Family Impact and Financial Strain
We delayed telling our two children as long as possible, inventing excuses like "Daddy has a lot of work" when Andrew could no longer join family walks. Eventually, we gathered them on the sofa where Andrew explained his weakening ankle was part of a larger problem. Our daughter asked, "But what would be the point of life without you?" while our son, displaying practical concern, inquired how this would affect Daddy's salary - a moment that brought both laughter and difficult explanations.
MND isn't just a health crisis; it's a life crisis that upends every aspect of existence, including finances. As an NHS consultant psychiatrist, Andrew provided our primary income. Upon diagnosis, he was advised to retire immediately rather than take sick leave. I left my guitar teaching position to become his full-time caregiver. Initially, his life insurance refused payment, absurdly claiming he might recover from this incurable disease before eventually relenting.
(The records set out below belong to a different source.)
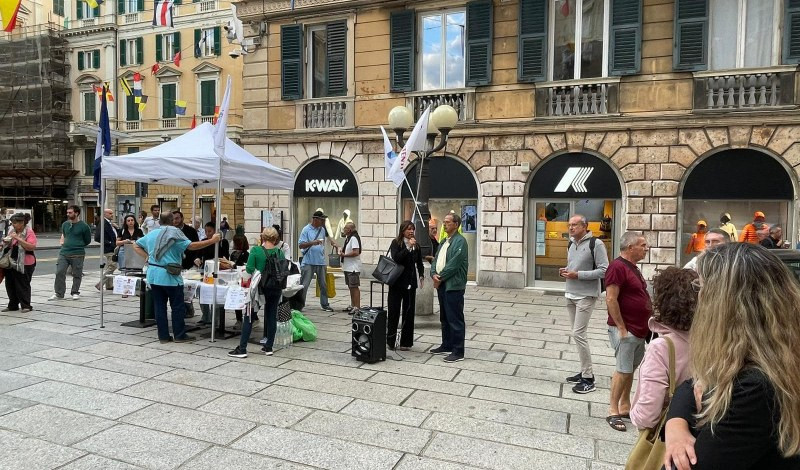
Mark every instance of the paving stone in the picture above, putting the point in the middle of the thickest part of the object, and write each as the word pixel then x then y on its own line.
pixel 144 447
pixel 82 399
pixel 318 451
pixel 258 410
pixel 57 425
pixel 384 412
pixel 189 423
pixel 346 387
pixel 18 451
pixel 173 394
pixel 80 375
pixel 366 431
pixel 487 410
pixel 305 398
pixel 499 456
Understanding Motor Neurone Disease
Motor neurone disease is an uncommon condition affecting the brain and nerves, typically striking people in their 60s and 70s but capable of affecting adults of all ages. The disease involves deteriorating motor neurons that gradually impair movement, swallowing, and breathing. While not usually hereditary, having a close relative with MND can increase risk.
Early symptoms include:
- Weakness in ankles or legs causing tripping or stair-climbing difficulty
- Slurred speech progressing to swallowing problems
- Weak grip leading to dropped objects or difficulty with buttons
- Muscle cramps and twitches
- Unintended weight loss and muscle thinning
- Inappropriate crying or laughing episodes
The NHS recommends consulting a GP if these symptoms appear, noting that while MND is unlikely, early diagnosis ensures proper care and support.
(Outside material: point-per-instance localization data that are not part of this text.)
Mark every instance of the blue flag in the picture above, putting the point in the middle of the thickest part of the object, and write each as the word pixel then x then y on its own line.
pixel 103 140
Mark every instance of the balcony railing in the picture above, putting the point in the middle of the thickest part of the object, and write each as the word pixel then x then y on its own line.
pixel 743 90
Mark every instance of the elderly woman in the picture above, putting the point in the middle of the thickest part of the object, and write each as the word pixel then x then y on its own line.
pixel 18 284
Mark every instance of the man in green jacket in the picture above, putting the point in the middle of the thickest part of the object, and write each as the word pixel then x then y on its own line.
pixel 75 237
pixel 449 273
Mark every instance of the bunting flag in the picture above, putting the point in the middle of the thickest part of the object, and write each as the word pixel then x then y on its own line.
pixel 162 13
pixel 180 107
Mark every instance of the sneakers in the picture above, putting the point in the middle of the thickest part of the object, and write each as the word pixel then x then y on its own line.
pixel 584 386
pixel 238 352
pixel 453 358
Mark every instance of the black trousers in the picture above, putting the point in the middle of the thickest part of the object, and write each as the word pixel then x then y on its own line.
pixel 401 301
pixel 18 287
The Search for Treatment and Systemic Failures
We received mixed support from charities. Our local hospice provided excellent palliative care preparation, and an MND charity granted funds for a family holiday. However, the broader system fails MND patients. With only about 5,000 people living with MND in the UK at any given time, patients often feel invisible, vulnerable, and essentially abandoned.
What's desperately needed is precision medicine and RNA therapy, which can control, edit, or replace genetic information to treat diseases by regulating protein expression and correcting genetic mutations that cause MND. Genetic testing can identify known causes, and treatments can be developed within six months in the United States.
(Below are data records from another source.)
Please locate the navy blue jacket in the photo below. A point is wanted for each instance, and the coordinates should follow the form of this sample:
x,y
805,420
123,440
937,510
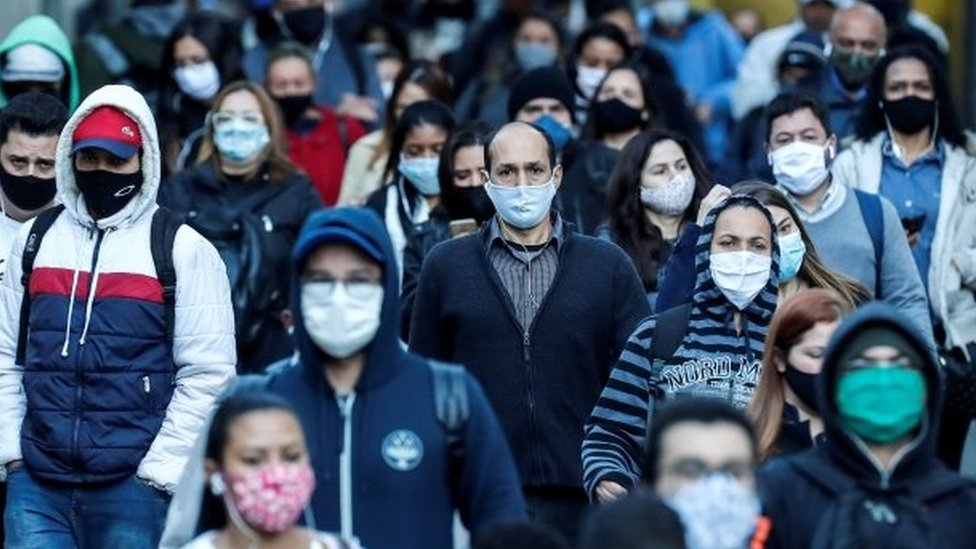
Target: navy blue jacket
x,y
810,497
543,383
400,495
We collaborated with US biotech firms and UK teams to develop precision medication targeting protein imbalance, potentially offering a smoother, cheaper, more effective approach for MND sufferers. Tragically, Andrew died two months before his medication could be completed. By the time we discovered the treatment company in August 2025, it was far too late.
A Call for Action and Awareness
Like Eric Dane, who used his platform to campaign for MND awareness before his death, we must break the taboo surrounding this disease. No family should endure what ours has, or what Eric Dane's family is currently experiencing. We need accelerated research, better support systems, and ultimately a cure.
Our family is coping as well as possible - I've returned to work, and our children are doing their best. We often dream of a time when Andrew might have become ill after treatments became available. The fight against MND requires urgency, compassion, and substantial investment so that future families might have more time than we were granted.